Charles Novak, MS, MLADC, learned about rational emotive behavior therapy (REBT) while in prison. The approach to overcoming addiction made sense to him, but when his five-year sentence ended, Novak discovered there wasn’t a similar treatment readily available. “There only seemed to be 12-step programs,” he recalls. While studying to be an addictions counselor, he learned more about SMART Recovery. And it really clicked.
“I didn’t like the idea of powerlessness [with 12-step programs],” Novak says. He learned as much as he could about SMART Recovery, even talking at length with founding president, Dr. Joe Gerstein, about the program. A few years later, Novak brought the program to the detox center where he was working.
In 2014, Novak started the first SMART Recovery meetings in New Hampshire. In six years, the state has grown to offer 31 meetings. “I didn’t just want to bring meetings to the state,” he says, “I wanted to change the language in recovery. It’s not just AA and NA but also SMART.”
Novak currently serves as the New Hampshire and Vermont Regional Coordinator for SMART Recovery, facilitating meetings, training facilitators, making presentations, and managing the New Hampshire operations of SMART Recovery, including meetings for Family & Friends.
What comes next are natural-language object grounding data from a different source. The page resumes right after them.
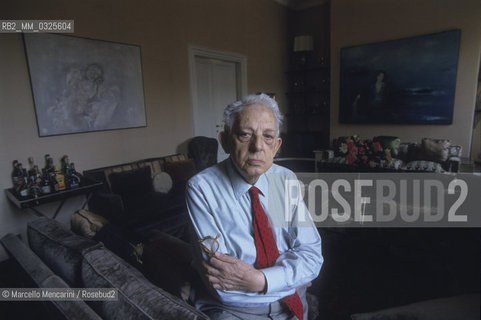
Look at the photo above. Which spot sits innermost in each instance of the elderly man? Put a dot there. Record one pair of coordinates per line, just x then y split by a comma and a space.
260, 248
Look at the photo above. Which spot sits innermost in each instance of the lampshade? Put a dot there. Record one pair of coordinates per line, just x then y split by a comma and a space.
303, 43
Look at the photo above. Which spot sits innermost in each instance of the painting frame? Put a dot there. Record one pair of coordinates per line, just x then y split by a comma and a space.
404, 81
84, 85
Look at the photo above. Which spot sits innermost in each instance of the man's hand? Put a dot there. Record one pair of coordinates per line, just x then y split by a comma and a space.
228, 273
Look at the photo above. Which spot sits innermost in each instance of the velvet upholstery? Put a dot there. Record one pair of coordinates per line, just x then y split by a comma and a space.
129, 200
59, 248
137, 297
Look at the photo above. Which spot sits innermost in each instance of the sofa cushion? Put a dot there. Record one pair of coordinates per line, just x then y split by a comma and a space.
131, 183
28, 261
137, 297
167, 263
180, 171
59, 248
434, 149
86, 223
66, 309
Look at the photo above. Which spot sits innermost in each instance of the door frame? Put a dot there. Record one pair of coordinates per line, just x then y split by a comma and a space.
241, 72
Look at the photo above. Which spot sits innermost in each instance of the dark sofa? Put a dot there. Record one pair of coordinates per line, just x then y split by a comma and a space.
144, 195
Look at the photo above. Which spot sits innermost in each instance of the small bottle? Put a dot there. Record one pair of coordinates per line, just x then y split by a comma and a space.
34, 188
46, 185
49, 168
31, 165
22, 189
17, 174
75, 178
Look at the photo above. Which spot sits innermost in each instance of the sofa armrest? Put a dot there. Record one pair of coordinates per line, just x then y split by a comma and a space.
108, 205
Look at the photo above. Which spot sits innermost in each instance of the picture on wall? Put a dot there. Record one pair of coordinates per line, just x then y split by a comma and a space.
405, 81
83, 85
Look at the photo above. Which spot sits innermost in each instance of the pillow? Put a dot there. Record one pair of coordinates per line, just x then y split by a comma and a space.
389, 142
435, 149
86, 223
180, 171
162, 182
133, 182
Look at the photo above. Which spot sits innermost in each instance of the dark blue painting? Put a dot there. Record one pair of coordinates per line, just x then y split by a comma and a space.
405, 81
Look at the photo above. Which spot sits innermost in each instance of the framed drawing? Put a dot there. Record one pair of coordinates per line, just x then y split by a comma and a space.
83, 85
406, 81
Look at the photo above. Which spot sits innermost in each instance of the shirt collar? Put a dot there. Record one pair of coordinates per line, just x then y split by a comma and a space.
240, 186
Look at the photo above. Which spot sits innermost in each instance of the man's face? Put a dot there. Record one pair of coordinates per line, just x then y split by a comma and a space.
253, 141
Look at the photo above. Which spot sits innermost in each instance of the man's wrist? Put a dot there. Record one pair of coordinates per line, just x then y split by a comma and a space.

He has been able to successfully use the SMART program in his reentry work and continually engages with county facilities to make SMART a viable option for reentry and addiction recovery.
“I like talking about the growth of the program,” Novak says. “It has changed the vernacular here, and that’s rewarding.”
Novak is also intent on enlightening the public about SMART Recovery as a tool for more than just alcohol and drugs. “Gaming and gambling are among other addictions that can be addressed by a program, like SMART Recovery, that focuses on changing your thinking and behaviors” he says.
Being a meeting facilitator and regional coordinator is a lot of work, especially when you are employed full-time. For Novak, bringing SMART Recovery to the forefront is worth the effort. “We dedicate our time and treasure,” he says of SMART volunteers. “I kind of like that.”
Thank you Charles for continuing to to share SMART in your community.
About the 25 in 25 Volunteer Recognition Program
SMART Recovery celebrates its extraordinary community of volunteers who have built a worldwide organization devoted to supporting individuals recovering from addiction and their family members and friends. These volunteers include addiction scientists and treatment professionals who designed a self-empowering 4-Point Program® and joined people with the experience of recovery and trained them to lead mutual support group meetings.
Together they have created and refined a peer-professional mutual-support group model that combines the best science for treating addiction with the lived experience of recovering from addiction – the world’s largest and only community of this kind with thousands of group meetings around the world. Each year, participants in these groups help each other recover in-person and online and online meetings led by volunteers trained how to use the SMART program.